対象は1万点余りで、利用者が専用のアプリを使って注文すると、店員が商品を用意して配達員に手渡し、車で配送する仕組みです。

会社によりますと、東京23区など一部の地域で、商品の合計が2500円以上の場合のみが対象で、配達料は最大で1430円かかるほか、再配達は行わないということです。

宅配業界ではネット通販の荷物が増加していることなどから、最大手のヤマト運輸が大口の取引先のアマゾンに対し、料金の値上げと合わせて、注文があった、その日のうちに配達するサービスの引き受け量の縮小を要請しています。

一方、今回のサービスでアマゾンは地域を限定して、小回りの利く複数の中小の宅配事業者に配達を委託し、利用者にも負担を求めることで、サービスを拡充することにしています。

アマゾンジャパンの永妻玲子事業部長は「品質の高いサービスを提供するには、適切な料金設定が必要だと考えて今回の料金を決めた」と話しています。

なぜ最短1時間のサービスが可能に

アマゾンはおととし11月から、プライムナウという有料のサービスを東京の23区と、調布市、狛江市、それに神奈川県、千葉県、大阪府、兵庫県の一部で行っていて、890円で1時間以内に倉庫から食料品や日用品を配達しています。

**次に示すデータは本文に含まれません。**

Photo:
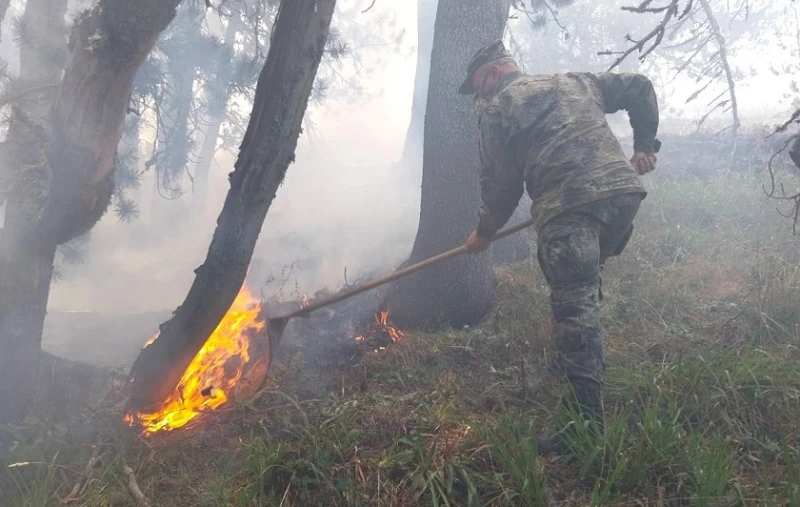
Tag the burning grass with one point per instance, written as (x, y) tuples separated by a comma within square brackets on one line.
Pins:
[(210, 379), (703, 394)]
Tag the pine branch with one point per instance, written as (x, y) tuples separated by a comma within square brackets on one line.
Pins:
[(656, 35)]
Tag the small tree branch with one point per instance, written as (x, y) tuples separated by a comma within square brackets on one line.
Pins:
[(133, 488)]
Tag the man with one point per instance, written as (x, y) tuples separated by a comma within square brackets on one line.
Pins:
[(549, 134)]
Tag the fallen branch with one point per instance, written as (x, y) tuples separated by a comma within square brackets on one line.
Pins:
[(133, 487), (80, 486)]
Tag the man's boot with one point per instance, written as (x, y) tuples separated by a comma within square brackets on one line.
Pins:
[(588, 404)]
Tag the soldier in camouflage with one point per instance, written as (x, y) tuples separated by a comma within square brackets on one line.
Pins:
[(548, 133)]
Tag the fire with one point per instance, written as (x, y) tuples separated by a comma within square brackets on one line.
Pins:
[(381, 332), (383, 320), (216, 369)]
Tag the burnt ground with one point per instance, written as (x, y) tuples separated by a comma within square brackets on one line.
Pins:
[(702, 393)]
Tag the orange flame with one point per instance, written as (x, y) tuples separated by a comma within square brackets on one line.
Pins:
[(383, 320), (213, 373), (381, 326)]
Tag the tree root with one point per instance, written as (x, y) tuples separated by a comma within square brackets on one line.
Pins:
[(133, 487)]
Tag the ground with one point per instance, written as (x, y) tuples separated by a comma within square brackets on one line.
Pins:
[(702, 394)]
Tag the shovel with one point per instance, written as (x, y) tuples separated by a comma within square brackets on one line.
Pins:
[(277, 324)]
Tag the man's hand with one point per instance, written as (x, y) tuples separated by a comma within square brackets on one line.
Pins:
[(643, 163), (476, 244)]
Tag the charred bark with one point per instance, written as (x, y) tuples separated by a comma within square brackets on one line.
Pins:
[(284, 86), (66, 181), (461, 291)]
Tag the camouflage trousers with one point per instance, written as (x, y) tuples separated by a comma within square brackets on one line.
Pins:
[(572, 249)]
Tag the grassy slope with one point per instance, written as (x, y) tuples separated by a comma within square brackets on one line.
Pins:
[(702, 396)]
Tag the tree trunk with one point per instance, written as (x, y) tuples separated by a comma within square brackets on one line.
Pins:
[(216, 113), (68, 178), (426, 15), (461, 291), (298, 42)]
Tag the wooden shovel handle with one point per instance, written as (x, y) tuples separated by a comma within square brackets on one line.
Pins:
[(400, 273)]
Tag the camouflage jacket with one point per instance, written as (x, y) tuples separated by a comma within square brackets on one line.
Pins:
[(549, 133)]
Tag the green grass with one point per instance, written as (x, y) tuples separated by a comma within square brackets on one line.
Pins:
[(702, 394)]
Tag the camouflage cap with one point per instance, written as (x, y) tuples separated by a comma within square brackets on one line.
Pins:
[(494, 51)]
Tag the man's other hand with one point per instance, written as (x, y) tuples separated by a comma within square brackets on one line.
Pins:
[(476, 244), (643, 163)]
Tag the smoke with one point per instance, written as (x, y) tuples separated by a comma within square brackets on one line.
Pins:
[(346, 203)]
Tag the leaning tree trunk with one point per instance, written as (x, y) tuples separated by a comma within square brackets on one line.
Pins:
[(66, 182), (461, 291), (298, 42)]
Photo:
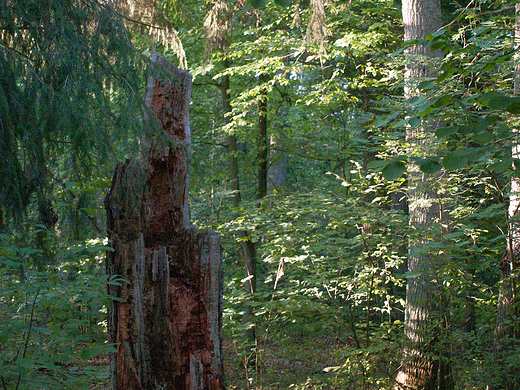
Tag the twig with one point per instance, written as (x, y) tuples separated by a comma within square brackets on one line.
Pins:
[(28, 335), (3, 383)]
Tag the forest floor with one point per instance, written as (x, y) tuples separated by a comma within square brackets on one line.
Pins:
[(293, 362)]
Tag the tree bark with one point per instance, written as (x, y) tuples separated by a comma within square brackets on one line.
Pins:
[(506, 333), (246, 245), (165, 318), (423, 367)]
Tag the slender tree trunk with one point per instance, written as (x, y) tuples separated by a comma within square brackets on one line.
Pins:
[(422, 367), (262, 144), (165, 275), (506, 333), (278, 169), (246, 245)]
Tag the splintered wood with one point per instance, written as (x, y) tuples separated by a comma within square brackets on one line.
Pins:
[(165, 276)]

人手不足を背景に、宅配業界では料金の値上げや、注文があったその日のうちに配達するサービスの引き受け量を縮小する動きが出ているにもかかわらず、アマゾンが、このサービスを拡充できる理由は主に5つあります。

まずは地域を限定していることです。

三越日本橋本店の場合は、東京都千代田区、中央区、江戸川区、江東区、港区、品川区、墨田区、台東区、それに千葉県浦安市の一部に配達エリアを限定し、さらに1時間以内の配達は扱っていません。

マツモトキヨシは、中央区、江戸川区、江東区、墨田区、ココカラファインは目黒区、港区、大田区、世田谷区、渋谷区、品川区、それに神奈川県川崎市中原区に限っています。

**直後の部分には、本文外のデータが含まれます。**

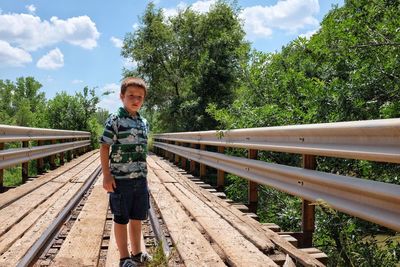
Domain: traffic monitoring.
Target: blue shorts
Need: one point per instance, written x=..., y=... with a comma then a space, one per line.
x=130, y=200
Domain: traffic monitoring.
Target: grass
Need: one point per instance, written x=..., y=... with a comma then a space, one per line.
x=159, y=258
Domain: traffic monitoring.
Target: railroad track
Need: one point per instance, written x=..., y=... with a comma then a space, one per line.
x=63, y=219
x=41, y=221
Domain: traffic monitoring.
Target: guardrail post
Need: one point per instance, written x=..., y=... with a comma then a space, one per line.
x=308, y=210
x=252, y=186
x=53, y=158
x=220, y=173
x=1, y=171
x=177, y=157
x=203, y=167
x=171, y=154
x=40, y=161
x=69, y=152
x=192, y=162
x=183, y=160
x=25, y=165
x=62, y=155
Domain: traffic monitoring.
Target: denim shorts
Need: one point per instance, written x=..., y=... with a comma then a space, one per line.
x=130, y=200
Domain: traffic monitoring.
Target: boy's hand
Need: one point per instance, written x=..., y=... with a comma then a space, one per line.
x=109, y=183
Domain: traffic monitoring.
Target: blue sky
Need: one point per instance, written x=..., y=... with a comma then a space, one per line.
x=67, y=45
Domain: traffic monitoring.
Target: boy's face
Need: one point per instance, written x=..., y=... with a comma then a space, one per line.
x=133, y=99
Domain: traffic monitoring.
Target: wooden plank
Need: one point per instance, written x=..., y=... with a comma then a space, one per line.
x=21, y=207
x=18, y=230
x=239, y=251
x=113, y=253
x=13, y=213
x=193, y=248
x=22, y=245
x=256, y=235
x=234, y=215
x=18, y=192
x=83, y=243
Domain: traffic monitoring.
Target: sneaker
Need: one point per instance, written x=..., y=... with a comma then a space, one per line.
x=127, y=262
x=141, y=258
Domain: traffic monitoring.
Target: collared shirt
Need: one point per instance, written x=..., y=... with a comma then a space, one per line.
x=127, y=136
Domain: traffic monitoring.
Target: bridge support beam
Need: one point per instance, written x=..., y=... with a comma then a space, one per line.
x=25, y=165
x=177, y=157
x=53, y=157
x=192, y=162
x=252, y=186
x=308, y=210
x=1, y=171
x=203, y=167
x=40, y=161
x=220, y=173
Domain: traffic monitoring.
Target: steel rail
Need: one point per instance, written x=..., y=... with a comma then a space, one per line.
x=370, y=200
x=376, y=140
x=158, y=231
x=36, y=248
x=11, y=157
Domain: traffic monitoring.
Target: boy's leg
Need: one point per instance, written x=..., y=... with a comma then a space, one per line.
x=121, y=238
x=135, y=236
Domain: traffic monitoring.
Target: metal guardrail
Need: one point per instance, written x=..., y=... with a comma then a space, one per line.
x=70, y=140
x=11, y=157
x=376, y=140
x=16, y=133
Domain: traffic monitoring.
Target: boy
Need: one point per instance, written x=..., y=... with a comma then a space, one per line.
x=125, y=170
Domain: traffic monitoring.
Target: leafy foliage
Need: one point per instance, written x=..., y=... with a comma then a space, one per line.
x=189, y=61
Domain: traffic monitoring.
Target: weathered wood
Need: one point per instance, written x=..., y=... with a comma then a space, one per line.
x=189, y=242
x=83, y=243
x=22, y=227
x=289, y=262
x=11, y=214
x=113, y=253
x=236, y=247
x=24, y=189
x=222, y=205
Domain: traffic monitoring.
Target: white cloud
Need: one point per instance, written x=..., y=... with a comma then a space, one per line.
x=29, y=32
x=13, y=56
x=31, y=9
x=308, y=34
x=199, y=6
x=288, y=15
x=118, y=43
x=112, y=101
x=52, y=60
x=202, y=6
x=129, y=64
x=76, y=81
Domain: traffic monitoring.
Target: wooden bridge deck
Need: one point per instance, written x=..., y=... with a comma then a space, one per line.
x=206, y=229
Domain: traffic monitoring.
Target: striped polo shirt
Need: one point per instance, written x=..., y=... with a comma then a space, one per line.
x=127, y=136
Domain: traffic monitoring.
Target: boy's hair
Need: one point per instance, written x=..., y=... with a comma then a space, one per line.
x=133, y=81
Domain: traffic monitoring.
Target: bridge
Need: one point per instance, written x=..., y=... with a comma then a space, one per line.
x=61, y=217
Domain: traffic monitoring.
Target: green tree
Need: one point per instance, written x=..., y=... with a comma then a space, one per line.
x=189, y=61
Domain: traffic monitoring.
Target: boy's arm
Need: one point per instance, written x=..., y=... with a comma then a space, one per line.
x=108, y=179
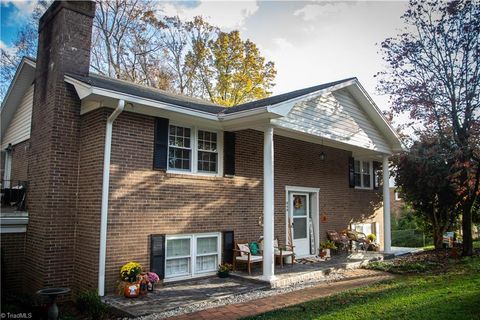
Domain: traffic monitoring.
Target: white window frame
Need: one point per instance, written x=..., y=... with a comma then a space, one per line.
x=397, y=196
x=362, y=184
x=178, y=257
x=183, y=148
x=193, y=255
x=194, y=151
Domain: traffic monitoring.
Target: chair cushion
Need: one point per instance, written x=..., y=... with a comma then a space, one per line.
x=284, y=253
x=275, y=243
x=252, y=258
x=244, y=248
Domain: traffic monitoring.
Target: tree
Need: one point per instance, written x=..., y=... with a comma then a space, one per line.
x=421, y=174
x=126, y=43
x=434, y=74
x=132, y=41
x=232, y=70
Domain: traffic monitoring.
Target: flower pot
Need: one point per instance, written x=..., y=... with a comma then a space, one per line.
x=131, y=290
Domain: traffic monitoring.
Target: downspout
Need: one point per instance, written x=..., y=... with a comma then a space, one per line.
x=105, y=191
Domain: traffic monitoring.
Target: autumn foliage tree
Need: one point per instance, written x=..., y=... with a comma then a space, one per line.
x=422, y=175
x=433, y=74
x=132, y=41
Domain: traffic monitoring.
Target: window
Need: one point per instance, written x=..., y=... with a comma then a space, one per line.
x=193, y=150
x=191, y=255
x=397, y=196
x=207, y=254
x=177, y=259
x=363, y=174
x=180, y=150
x=207, y=151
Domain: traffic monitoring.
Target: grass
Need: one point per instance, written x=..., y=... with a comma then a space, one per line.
x=453, y=294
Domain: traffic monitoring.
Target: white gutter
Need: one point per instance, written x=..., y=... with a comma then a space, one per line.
x=105, y=190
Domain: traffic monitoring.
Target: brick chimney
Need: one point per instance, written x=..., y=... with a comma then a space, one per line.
x=63, y=47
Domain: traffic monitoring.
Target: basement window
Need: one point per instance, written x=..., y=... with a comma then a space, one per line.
x=363, y=174
x=192, y=255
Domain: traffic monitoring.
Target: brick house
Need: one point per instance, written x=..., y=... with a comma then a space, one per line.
x=117, y=172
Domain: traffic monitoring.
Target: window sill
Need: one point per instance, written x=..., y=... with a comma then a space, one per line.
x=175, y=173
x=363, y=188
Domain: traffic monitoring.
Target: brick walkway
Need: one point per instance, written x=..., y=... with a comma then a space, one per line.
x=240, y=310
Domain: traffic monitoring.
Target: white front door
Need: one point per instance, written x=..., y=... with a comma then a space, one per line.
x=299, y=214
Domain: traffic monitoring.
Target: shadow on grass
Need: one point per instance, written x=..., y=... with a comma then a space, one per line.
x=448, y=296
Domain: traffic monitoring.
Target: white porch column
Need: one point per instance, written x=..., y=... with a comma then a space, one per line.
x=387, y=237
x=268, y=205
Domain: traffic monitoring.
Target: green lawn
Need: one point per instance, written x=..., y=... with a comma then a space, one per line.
x=453, y=294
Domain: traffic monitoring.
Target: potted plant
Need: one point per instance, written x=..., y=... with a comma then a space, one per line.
x=152, y=279
x=224, y=270
x=372, y=246
x=128, y=274
x=326, y=247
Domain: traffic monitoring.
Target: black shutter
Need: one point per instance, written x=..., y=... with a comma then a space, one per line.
x=229, y=153
x=157, y=254
x=351, y=172
x=227, y=247
x=376, y=173
x=160, y=144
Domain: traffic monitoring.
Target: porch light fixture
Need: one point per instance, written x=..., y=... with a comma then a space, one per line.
x=323, y=156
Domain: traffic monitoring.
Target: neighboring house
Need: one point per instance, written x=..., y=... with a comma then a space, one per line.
x=396, y=202
x=120, y=172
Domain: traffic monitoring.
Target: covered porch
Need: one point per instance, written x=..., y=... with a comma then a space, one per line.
x=192, y=295
x=308, y=246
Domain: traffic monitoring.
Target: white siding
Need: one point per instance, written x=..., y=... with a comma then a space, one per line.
x=338, y=117
x=19, y=128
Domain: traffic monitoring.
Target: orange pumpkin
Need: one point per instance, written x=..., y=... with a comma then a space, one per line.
x=131, y=290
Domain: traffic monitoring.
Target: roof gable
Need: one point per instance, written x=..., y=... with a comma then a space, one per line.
x=22, y=81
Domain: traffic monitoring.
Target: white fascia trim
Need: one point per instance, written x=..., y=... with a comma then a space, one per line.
x=83, y=90
x=283, y=108
x=87, y=90
x=301, y=189
x=242, y=114
x=14, y=221
x=379, y=113
x=15, y=78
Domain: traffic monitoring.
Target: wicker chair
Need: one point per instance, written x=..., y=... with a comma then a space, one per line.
x=243, y=255
x=341, y=241
x=359, y=238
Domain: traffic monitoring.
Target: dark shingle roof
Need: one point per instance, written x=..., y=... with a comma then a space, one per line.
x=282, y=97
x=149, y=93
x=193, y=103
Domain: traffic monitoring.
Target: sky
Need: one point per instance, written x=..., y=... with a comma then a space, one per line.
x=310, y=42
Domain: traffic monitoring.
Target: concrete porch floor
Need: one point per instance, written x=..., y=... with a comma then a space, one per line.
x=205, y=290
x=181, y=294
x=291, y=274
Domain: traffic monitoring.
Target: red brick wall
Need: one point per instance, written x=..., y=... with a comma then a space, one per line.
x=92, y=137
x=145, y=201
x=13, y=251
x=64, y=47
x=20, y=161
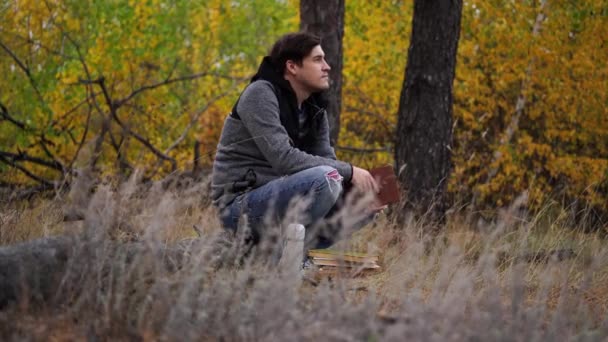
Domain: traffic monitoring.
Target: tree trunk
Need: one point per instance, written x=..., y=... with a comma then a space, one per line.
x=424, y=128
x=326, y=19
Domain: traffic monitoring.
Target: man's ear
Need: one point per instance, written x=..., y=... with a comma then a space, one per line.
x=290, y=67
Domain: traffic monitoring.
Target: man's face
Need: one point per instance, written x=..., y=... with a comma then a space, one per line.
x=313, y=74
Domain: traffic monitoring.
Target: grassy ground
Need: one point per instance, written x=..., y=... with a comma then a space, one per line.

アマゾンが配達を委託しているのは地域の中小の宅配事業者です。

配達エリアを限定したことで小回りが利くほか、大手に比べて、引き受け量に余裕があるということです。

プライムナウを利用するには、アマゾンプライムの会員になるのが条件で、3900円の年会費が必要です。これとは別に新たなサービスでは、配達まで1時間以内だと1430円、2時間ごとに時間指定する場合は540円の配達料が必要です。

さらに2500円以上の買い物でないと注文できません。注文はスマートフォンなどのアプリでのみ受け付けます。利用者はアプリを起動して、該当の地域に宅配事業者がいるかどうかを確認します。

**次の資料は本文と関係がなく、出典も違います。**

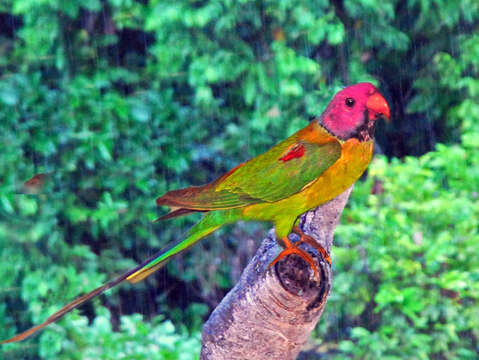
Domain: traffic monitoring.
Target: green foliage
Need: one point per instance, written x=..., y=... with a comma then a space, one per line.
x=407, y=257
x=121, y=100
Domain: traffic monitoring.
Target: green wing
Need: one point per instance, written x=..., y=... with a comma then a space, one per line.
x=277, y=174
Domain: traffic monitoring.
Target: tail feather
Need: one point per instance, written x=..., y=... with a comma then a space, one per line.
x=134, y=275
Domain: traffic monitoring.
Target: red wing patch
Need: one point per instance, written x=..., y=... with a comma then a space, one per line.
x=295, y=152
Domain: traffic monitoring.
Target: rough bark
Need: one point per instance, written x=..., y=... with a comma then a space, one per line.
x=270, y=313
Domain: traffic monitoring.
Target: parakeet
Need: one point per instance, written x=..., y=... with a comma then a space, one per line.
x=309, y=168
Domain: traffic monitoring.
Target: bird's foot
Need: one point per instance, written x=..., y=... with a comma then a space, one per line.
x=294, y=249
x=303, y=238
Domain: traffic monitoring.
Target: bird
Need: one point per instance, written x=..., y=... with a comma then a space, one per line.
x=309, y=168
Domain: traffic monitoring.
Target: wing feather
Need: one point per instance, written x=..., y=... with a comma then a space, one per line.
x=278, y=173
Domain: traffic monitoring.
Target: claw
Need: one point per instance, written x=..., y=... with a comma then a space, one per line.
x=293, y=249
x=311, y=241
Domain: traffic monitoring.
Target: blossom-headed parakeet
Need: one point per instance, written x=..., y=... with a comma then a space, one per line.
x=309, y=168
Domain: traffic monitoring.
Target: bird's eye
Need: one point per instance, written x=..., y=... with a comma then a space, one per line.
x=350, y=102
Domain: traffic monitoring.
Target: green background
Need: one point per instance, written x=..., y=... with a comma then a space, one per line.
x=121, y=100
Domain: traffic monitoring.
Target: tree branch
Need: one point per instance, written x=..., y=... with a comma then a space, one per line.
x=270, y=313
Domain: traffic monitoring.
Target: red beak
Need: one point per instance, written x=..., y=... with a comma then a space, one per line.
x=378, y=105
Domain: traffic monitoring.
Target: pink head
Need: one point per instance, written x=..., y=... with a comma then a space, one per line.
x=353, y=112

アマゾンがインターネット上で配達管理を行っていて、仮に対応できる宅配業者がいない場合には、そもそも注文ができない仕組みです。新しいサービスでは再配達は行いません。

おととし11月に始めたサービスでは、利用者は自宅で配達を待っている場合が多く、再配達が必要となる例はほとんどないということで、今回も再配達はしないことを条件にしています。